Transition Managers Are Thriving as Field Narrows

The shrinking pool of firms offering transition management services expect a sizable increase in business volume this year because of the financial crisis, which has forced competitors out of the business.

"We have found ourselves in a perfect storm," said Mark Keleher, the chief executive of Mellon Transition Management, a San Francisco unit of Bank of New York Mellon Corp. "There is increased demand and fewer competitors."

Transition managers are used when institutional investors restructure their investment portfolios. While they switch from one investment manager to another, a transition manager manages the legacy assets and deals with operational issues until a new manager is in place.

Keleher said Mellon Transition Management has increased its market share considerably in the past year as large competitors such as Lehman Brothers, Bear Stearns, Royal Bank of Scotland and Citigroup have dropped out oft the business. He said Mellon's volume has increased 40% in each of the past three years. In 2008 it transitioned assets valued at more than $165 billion.

"Over the last year and a half, half of the top providers of transition management exited this business," Keleher said in an interview Wednesday. "People are leaving to focus on their core businesses. The financial services industry is under tremendous stress, and financial companies are trying to identify the businesses that they need to focus on."

Analysts said that, though there are fewer players competing in it, the business itself has not shrunk. That means companies like Bank of New York Mellon, Barclays Global Investor, and State Street Corp. will be able to generate a good chunk of revenue from transition management. "As a lot of companies retract, there are opportunities in this market for providers that are committed to this business," said Burton Greenwald, an analyst with BJ Greenwald & Associates in Philadelphia.

Keleher said the credit crisis and market volatility are having a profound impact on the business. "As a result of these factors, transition managers are benefiting," he said. "We are continuing to add market share and our volumes have compounded."

According to Greenwich Associates, a research company in Stamford, Conn., State Street is the largest provider of transition management services, with a 27% market share. Mellon Transition Management is the second-largest, with a 12% share. Ross McLellan, the head of State Street's transition management business, said that his unit is developing additional business because "there is a continued need for transition services even when there are fewer companies providing these services."
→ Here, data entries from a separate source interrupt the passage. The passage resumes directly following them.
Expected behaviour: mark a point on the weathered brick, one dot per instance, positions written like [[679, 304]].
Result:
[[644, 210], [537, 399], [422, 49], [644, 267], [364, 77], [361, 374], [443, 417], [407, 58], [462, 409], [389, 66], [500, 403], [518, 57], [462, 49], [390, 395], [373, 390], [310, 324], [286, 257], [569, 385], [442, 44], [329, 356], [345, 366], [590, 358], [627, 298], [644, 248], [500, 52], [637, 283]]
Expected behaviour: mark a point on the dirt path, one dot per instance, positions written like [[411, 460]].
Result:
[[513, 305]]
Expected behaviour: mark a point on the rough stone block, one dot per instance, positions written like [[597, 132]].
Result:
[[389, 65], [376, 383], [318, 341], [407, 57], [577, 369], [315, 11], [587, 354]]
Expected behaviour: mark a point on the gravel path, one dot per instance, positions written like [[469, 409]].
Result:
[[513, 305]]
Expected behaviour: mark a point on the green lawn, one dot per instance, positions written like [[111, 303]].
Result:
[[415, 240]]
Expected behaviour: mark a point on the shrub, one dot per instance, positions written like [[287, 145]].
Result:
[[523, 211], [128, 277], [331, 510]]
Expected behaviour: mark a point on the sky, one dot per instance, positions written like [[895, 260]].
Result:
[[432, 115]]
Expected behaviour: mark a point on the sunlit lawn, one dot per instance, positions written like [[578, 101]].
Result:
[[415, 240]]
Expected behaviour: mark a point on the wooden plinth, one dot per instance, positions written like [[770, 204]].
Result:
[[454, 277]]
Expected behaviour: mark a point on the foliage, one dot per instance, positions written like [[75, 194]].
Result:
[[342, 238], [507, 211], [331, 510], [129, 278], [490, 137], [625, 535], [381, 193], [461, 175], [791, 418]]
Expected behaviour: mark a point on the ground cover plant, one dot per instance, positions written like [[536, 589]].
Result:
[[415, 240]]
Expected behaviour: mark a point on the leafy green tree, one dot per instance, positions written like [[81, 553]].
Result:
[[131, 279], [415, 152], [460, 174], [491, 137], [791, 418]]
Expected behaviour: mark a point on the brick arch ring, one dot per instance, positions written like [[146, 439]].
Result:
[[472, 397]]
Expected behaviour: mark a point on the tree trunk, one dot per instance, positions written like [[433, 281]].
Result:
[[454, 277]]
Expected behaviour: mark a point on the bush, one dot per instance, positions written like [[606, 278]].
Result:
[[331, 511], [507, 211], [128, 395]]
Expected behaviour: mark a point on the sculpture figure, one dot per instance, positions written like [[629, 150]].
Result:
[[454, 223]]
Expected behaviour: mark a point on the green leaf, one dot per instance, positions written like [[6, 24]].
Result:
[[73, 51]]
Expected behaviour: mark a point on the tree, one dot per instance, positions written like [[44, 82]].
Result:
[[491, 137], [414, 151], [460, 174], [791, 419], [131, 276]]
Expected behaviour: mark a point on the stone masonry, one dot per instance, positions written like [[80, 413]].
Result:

"There has been an exodus of providers in most regions globally for a lot of reasons," he said in an interview Wednesday. "The credit crisis contributed to that, and a lot of firms went back to their core businesses and some smaller transition managers shuttered. This is all to the advantage of companies like State Street that have been in this business for a while and remain committed to it."

Keleher said a "logjam" of management changes will begin to clear in the next two months.

"We could see significant gains in volume in the next few years," he said. "There is just a huge, pent-up demand. A lot of institutional investors stopped moving between managers during the financial crisis, because it was just more cost-effective to remain with the same managers. But a lot of managers have significantly underperformed in the last year, and institutional investors are going to begin restructuring portfolios and terminating managers."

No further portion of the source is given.